James placed the letter carefully on the desk. ‘She’s a good woman, Will. You’re lucky.’

‘Yes, I know. She’s a paragon. Beautiful, witty, wealthy – the noble trinity of virtues in the marriage market.’

‘But she’s not the Lady Eleanor. How bad have you caught it, Will?’

Will met his brother’s eyes. There was no mockery, only concern. ‘Bad, Jamie, really bad. She’s everything I want: the key to my lock, the arrow to my bow – oh, and ten thousand other such pathetic poetic tropes, none of which comes close to describing what she means to me. When I’m with her, she opens up such wonderful hopes and feelings. I’ve never felt anything the least like this before. I know I shouldn’t love her, but I do.’

It was a sign of how seriously James was taking this that he did not scorn Will’s lapse into the language of a lover. ‘And does she love you?’

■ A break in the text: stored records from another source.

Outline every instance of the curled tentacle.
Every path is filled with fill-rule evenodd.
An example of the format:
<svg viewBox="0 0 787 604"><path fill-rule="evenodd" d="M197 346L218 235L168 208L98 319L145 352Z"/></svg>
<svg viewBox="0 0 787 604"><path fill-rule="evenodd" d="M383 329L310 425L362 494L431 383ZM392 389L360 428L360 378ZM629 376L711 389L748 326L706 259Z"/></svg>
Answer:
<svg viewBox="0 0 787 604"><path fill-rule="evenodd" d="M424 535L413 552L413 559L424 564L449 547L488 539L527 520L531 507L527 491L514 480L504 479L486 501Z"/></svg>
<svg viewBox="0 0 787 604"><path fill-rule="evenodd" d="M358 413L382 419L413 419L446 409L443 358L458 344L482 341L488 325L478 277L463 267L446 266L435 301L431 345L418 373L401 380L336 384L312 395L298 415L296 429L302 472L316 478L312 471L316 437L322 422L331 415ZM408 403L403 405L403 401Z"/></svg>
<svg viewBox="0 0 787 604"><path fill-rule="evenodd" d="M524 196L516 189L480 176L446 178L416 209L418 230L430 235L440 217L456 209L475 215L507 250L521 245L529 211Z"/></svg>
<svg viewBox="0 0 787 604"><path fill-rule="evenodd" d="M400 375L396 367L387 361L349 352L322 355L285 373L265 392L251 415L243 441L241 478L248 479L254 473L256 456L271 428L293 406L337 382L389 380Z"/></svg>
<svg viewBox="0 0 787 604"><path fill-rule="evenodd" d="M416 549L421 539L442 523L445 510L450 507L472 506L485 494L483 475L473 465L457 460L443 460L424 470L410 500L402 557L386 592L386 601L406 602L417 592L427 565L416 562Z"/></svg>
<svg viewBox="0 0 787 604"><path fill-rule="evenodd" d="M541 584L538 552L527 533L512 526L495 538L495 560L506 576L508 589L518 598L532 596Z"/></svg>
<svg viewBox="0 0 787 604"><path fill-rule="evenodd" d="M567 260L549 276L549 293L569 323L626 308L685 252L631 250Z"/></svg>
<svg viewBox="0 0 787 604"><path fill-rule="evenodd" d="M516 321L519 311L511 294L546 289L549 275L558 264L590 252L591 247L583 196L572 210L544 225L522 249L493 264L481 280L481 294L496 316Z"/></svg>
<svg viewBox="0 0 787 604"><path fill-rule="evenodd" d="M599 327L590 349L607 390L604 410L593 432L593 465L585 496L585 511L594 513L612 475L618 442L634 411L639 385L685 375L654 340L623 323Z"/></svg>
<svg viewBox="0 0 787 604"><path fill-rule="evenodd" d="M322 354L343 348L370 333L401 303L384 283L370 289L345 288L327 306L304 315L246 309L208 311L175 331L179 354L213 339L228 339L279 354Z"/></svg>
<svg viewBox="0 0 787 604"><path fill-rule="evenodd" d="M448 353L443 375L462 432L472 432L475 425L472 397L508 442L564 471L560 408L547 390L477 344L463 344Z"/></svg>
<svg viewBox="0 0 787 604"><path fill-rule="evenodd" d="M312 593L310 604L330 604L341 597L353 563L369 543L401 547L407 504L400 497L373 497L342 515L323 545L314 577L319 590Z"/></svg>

Will picked up the tennis ball he kept on the desk and tossed it from hand to hand. ‘Yes.’

‘In truth, and not just because you’re the earl?’

Will threw the ball at James for that insult which, with admirable reflexes, his brother caught easily. ‘She loves me enough to turn down my rash offer of marriage this morning.’

That surprised James. ‘Why did she do that?’

He gave a hollow laugh. ‘Because she knows it would ruin us. She was the one to talk of dowries and you and Tobias.’

James tossed the ball back to Will. ‘I think I too love the lady for that.’

‘Don’t!’ growled Will.

‘Don’t what?’

‘I can’t … I can’t take being teased about this. You are free to try for the lady when I’m not, but I have to warn you, I’d be insanely jealous if you did so.’

James shook his head. ‘You have me all wrong, Will. I know her now and my feelings for the little Hutton are purely that of a brother. I wish her well.’ He cast a significant look at the Queen’s letter. ‘I would that you could marry her.’

‘But I can’t.’

‘No, you can’t. Instead, you’re getting a pearl of a lady – no bad bargain from where I stand.’

Will stood up, hearing the bell ring in the hall, the signal that dinner was ready to be served. James didn’t really understand. Not yet tortured over the fires of love, he could only imagine it as a weak glow, soon dismissed for another. There was little point trying to make him see.

‘I want this business settled. I’ll make a formal offer to Lady Jane today.’

His brother couldn’t resist the quip. ‘Two proposals in one day, Will? That’s impressive, even for an earl.’

‘Oh, sneck up, Jamie! I’ll laugh when your turn comes,’ Will replied, stalking from the room.